Giovedi, 19 Luglio, 2018

Savona torna sul Piano B: "Dobbiamo prepararci al cigno nero".

Savona Savona"Uscire dall'euro si può dobbiamo essere pronti a tutto Oggi alle 17:09
Quartilla Lauricella | 11 Luglio, 2018, 00:21

In una sessione congiunta delle commissioni parlamentari sulle politiche Ue, Savona ha spiegato la sua posizione all'interrogativo sull'uscita dell'Italia dall'Eurozona: "Potremmo trovarci in una situazione nella quale non saremo noi a decidere, ma saranno altri". Inoltre è necessario affidargli anche pieni compiti sul cambio. Il ministro degli Affari Europei Paolo Savona cita Dahrendorf quando scrisse, dopo la caduta del muro di Berlino, il libro '1989, Suggerimenti a un amico polacco', per mettere in guardia "contro tutti i sistemi che finiscono in 'ismo': Comunismo, socialismo, capitalismo e anche l'europeismo che è diventato un'ideologia". "La mia posizione del piano B, che ha alterato la conoscenza e l'interpretazione delle mie idee, è essere pronti a ogni evento".

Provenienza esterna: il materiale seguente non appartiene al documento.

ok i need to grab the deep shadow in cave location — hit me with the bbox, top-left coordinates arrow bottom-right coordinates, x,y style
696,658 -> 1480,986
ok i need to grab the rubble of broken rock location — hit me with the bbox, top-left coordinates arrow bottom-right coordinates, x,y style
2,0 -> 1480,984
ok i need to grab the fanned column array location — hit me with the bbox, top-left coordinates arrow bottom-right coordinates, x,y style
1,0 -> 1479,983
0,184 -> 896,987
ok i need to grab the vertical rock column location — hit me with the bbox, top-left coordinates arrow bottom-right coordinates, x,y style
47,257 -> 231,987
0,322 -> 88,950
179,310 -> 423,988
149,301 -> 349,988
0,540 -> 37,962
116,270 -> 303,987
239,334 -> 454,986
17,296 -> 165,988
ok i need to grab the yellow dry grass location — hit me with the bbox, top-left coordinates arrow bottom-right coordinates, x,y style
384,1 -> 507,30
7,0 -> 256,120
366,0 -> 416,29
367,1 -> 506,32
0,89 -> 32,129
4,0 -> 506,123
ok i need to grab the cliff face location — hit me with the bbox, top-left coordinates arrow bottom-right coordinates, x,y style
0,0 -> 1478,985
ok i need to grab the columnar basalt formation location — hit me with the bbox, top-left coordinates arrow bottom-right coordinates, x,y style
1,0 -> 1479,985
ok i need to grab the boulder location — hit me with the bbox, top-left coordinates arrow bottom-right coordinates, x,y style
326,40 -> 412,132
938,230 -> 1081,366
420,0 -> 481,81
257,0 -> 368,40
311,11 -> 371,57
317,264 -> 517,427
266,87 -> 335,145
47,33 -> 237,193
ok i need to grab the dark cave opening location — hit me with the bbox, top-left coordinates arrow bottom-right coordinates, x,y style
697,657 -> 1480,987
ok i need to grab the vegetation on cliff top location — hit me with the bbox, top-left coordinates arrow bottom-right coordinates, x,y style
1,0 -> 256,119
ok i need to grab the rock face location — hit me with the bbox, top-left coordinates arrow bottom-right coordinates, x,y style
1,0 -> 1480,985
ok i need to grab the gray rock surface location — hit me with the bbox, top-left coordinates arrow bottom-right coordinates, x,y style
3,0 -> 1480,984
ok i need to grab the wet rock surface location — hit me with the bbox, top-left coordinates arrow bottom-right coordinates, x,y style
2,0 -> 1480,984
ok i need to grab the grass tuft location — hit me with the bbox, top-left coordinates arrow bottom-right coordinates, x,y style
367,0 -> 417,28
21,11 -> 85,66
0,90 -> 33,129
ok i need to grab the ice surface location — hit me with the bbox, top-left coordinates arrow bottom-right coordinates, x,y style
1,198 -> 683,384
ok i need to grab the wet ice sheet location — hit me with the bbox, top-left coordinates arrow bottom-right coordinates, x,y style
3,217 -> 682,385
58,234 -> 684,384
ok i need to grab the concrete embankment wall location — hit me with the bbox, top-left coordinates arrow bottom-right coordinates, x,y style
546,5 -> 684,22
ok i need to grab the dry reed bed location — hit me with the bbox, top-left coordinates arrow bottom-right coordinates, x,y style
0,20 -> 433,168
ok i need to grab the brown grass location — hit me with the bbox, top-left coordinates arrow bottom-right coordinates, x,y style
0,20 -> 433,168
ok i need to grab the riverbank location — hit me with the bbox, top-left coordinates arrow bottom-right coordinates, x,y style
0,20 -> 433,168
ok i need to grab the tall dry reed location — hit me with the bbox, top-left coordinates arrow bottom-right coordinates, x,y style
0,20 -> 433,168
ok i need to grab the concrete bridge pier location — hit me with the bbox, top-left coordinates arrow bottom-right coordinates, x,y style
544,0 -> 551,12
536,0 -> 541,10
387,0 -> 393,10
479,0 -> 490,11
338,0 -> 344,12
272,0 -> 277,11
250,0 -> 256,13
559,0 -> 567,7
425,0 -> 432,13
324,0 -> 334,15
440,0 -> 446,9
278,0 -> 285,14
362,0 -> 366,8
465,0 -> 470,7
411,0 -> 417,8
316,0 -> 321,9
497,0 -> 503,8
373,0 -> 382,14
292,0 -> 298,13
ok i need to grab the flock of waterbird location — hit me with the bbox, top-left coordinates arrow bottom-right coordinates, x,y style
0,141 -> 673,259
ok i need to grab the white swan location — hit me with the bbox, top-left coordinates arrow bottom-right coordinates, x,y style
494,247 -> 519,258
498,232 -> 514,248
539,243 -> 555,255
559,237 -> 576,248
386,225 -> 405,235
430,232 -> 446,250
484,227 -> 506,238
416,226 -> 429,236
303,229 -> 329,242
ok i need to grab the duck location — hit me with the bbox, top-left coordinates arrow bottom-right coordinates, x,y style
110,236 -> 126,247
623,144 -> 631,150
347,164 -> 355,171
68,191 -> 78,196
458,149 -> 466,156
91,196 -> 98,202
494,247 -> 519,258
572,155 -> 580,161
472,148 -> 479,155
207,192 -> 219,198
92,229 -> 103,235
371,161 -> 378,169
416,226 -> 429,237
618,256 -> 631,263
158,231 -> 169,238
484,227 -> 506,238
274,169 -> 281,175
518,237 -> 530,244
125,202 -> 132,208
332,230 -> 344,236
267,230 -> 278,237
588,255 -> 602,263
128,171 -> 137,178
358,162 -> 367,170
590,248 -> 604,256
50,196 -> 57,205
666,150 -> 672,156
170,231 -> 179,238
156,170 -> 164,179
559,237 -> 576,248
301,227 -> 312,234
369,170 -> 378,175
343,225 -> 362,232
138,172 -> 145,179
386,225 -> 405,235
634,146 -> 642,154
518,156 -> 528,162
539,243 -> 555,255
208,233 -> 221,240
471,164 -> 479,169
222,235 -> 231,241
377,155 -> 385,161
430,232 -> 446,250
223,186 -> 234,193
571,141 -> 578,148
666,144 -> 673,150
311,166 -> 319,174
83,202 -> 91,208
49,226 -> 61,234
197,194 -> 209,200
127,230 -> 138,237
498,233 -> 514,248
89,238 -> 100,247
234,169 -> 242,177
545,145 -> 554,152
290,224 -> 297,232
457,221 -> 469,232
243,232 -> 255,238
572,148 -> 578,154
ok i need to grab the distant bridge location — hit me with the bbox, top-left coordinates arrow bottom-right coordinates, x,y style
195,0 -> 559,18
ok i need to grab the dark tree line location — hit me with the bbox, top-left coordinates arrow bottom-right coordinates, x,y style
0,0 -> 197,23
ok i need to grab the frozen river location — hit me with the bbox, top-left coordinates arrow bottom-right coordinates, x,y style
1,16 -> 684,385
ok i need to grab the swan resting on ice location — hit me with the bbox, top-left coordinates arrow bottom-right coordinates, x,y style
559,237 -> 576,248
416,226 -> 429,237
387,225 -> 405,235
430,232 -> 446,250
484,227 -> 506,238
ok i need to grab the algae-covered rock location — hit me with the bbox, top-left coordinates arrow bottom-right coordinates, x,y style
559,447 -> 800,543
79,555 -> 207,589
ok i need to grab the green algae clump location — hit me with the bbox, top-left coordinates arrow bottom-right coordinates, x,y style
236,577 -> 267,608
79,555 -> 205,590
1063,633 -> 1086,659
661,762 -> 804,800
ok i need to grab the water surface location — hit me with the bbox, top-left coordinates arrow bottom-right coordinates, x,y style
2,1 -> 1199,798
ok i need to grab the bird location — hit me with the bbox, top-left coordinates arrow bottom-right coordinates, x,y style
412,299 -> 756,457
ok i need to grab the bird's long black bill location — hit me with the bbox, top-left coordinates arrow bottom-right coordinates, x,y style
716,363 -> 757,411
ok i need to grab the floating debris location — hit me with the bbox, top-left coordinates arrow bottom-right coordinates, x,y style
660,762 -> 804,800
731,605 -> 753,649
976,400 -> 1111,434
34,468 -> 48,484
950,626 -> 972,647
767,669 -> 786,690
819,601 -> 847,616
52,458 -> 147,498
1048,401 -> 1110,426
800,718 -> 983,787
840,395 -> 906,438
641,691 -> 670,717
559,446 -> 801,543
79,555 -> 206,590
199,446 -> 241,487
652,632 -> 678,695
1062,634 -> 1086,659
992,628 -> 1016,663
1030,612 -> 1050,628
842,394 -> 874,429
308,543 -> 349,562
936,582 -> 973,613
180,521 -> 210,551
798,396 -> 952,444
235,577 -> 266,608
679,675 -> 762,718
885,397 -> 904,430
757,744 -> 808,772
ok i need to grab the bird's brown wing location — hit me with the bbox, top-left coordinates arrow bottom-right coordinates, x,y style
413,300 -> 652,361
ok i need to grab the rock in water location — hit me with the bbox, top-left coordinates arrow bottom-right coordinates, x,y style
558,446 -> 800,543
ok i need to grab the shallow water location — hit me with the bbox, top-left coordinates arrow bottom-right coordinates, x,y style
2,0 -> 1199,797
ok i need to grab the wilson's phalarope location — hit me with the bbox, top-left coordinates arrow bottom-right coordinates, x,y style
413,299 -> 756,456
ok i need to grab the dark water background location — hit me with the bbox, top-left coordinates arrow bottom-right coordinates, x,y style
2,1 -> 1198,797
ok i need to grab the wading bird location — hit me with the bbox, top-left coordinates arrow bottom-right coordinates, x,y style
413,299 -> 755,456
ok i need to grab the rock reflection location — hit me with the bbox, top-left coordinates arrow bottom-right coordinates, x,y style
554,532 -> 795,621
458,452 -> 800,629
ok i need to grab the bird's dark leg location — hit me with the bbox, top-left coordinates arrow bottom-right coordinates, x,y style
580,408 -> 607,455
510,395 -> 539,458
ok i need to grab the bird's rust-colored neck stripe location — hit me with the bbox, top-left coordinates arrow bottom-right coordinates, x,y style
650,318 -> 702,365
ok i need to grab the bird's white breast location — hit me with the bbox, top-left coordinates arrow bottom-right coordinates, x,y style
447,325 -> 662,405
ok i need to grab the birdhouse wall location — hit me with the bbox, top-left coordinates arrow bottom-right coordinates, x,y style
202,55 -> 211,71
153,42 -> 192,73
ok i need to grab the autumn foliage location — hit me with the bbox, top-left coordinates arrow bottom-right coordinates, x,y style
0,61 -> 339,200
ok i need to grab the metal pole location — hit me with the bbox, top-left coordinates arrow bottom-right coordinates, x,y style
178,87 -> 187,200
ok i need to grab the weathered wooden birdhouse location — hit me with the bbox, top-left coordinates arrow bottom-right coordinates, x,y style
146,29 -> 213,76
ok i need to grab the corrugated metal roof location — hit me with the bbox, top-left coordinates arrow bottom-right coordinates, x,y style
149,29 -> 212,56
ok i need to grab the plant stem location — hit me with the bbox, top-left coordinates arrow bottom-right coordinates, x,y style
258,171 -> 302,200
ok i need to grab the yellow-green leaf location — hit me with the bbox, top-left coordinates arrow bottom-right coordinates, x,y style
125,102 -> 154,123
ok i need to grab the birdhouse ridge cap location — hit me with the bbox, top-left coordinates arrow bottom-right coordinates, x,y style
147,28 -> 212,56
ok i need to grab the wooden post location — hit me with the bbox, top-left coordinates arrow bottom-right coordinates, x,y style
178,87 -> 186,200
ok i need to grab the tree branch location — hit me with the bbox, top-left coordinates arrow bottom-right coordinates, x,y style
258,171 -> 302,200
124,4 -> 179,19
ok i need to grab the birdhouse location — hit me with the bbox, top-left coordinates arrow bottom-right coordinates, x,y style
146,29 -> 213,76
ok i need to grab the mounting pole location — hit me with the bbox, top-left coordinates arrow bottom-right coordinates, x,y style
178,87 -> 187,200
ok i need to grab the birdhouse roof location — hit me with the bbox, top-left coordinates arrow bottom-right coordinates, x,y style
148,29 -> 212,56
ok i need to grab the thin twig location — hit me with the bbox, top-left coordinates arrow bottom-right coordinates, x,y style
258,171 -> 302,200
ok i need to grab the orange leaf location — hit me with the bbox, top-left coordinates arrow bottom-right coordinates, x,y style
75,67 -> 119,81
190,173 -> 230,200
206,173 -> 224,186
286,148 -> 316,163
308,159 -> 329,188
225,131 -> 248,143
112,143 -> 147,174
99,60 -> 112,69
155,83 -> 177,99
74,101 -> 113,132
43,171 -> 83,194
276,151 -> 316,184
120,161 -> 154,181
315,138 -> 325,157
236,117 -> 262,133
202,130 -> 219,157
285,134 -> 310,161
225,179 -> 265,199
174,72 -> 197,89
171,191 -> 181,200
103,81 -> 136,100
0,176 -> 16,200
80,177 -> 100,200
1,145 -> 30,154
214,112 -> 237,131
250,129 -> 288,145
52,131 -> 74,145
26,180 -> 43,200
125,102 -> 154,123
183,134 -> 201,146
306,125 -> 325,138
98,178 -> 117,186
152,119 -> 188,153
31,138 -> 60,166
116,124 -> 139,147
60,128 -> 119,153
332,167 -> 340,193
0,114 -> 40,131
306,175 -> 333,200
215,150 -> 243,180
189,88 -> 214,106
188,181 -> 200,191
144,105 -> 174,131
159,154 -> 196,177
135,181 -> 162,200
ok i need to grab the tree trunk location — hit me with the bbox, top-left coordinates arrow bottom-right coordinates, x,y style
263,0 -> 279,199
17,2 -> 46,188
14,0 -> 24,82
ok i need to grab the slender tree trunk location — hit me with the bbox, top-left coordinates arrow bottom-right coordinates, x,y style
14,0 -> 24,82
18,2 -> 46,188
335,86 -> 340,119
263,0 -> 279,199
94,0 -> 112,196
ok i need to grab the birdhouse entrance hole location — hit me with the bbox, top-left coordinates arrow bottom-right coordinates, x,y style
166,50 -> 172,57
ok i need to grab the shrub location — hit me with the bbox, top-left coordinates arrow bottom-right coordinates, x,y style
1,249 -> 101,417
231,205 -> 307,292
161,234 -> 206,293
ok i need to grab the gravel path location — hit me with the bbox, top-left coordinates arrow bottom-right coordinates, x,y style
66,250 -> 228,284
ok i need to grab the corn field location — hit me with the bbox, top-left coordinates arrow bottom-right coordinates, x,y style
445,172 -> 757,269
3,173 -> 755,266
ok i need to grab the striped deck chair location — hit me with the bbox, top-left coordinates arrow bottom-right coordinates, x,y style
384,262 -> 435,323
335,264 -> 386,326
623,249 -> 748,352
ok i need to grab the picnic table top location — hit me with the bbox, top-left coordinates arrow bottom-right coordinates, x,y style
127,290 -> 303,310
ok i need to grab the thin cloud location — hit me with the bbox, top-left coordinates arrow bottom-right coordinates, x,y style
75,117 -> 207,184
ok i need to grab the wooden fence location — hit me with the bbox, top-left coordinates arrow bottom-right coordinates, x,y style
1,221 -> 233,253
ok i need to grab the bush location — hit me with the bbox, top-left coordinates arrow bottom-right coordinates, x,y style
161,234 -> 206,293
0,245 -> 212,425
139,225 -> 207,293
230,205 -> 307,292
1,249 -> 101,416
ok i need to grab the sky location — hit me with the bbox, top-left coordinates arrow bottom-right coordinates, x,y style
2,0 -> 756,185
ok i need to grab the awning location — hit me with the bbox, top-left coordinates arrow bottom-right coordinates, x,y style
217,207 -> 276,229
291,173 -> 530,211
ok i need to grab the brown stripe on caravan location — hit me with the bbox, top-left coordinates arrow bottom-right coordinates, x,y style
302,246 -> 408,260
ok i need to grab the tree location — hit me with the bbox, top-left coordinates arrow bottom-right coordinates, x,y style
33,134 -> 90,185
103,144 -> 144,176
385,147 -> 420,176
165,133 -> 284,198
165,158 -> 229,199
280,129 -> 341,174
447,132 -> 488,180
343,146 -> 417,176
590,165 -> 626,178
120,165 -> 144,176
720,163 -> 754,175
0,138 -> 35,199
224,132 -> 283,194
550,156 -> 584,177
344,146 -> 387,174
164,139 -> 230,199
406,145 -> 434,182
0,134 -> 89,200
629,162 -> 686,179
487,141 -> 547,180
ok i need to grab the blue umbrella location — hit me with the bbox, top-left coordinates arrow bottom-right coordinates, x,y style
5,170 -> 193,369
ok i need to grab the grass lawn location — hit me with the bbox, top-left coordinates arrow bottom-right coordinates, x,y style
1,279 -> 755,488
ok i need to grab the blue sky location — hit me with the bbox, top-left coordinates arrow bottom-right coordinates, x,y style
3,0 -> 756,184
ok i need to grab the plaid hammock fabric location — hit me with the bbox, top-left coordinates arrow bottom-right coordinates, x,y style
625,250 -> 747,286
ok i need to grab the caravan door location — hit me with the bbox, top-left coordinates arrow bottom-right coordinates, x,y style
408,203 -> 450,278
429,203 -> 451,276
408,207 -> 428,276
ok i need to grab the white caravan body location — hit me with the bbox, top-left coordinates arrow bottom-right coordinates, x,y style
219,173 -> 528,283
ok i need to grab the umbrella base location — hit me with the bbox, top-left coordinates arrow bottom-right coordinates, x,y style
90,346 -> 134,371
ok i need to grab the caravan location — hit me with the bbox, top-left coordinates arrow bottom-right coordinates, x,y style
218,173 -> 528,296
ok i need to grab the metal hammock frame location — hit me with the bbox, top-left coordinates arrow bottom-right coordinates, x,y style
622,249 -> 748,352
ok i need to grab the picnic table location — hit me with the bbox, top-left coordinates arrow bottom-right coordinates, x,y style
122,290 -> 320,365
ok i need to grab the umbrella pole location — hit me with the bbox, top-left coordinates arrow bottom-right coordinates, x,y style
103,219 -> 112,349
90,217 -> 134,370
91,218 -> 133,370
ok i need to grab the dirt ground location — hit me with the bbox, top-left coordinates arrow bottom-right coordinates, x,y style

Il ministro poi ha annunciato un incontro a breve con il numero uno della Bce, Mario Draghi. Prima volevo che la mia azione godesse della legittimazione democratica. In particolare il ministro ha detto che l'istituto di Francoforte deve avere "pieni compiti e poteri sul cambio", per evitare che la crescita economica venga determinata da fatti e decisioni esterni all'Eurozona. "Mi sento cittadino europeo - ha aggiunto Savona - e dobbiamo fare di tutto per cercare di mettere all'ordine del giorno il discorso della cittadinanza europea" che fa parte del contratto di governo. Per Savona l'ideale per l'Europa "è muovere verso l'unione politica" ed è urgente la creazione di una scuola di istruzione comune europea.

Per Bce statuto come banche centrali Per Savone "occorre attribuire alla Bce uno statuto simile a quello delle principali banche centrali del mondo, dove gli obiettivi di stabilità e di crescita si integrino e gli strumenti siano i più ampi possibile e possano essere esercitati in piena autonomia".

"Le dichiarazioni rese ai massimi livelli che l'Italia non intende uscire dall'euro e rispettare gli impegni fiscali hanno rasserenato il mercato, ma non scende perché il nostro debito pubblico resta esposto ad attacchi speculativi". Lo ha fatto ricorrendo ad una metafora quella del "Cigno nero", termine con cui in finanza si definiscono eventi macroscopici che hanno avuto effetti rilevanti sulle economie. "La preoccupazione del mercato è che la spesa relativa causi un aumento del disavanzo di bilancio, ma giusto o sbagliato che sia la politica del governo ne deve tenere conto".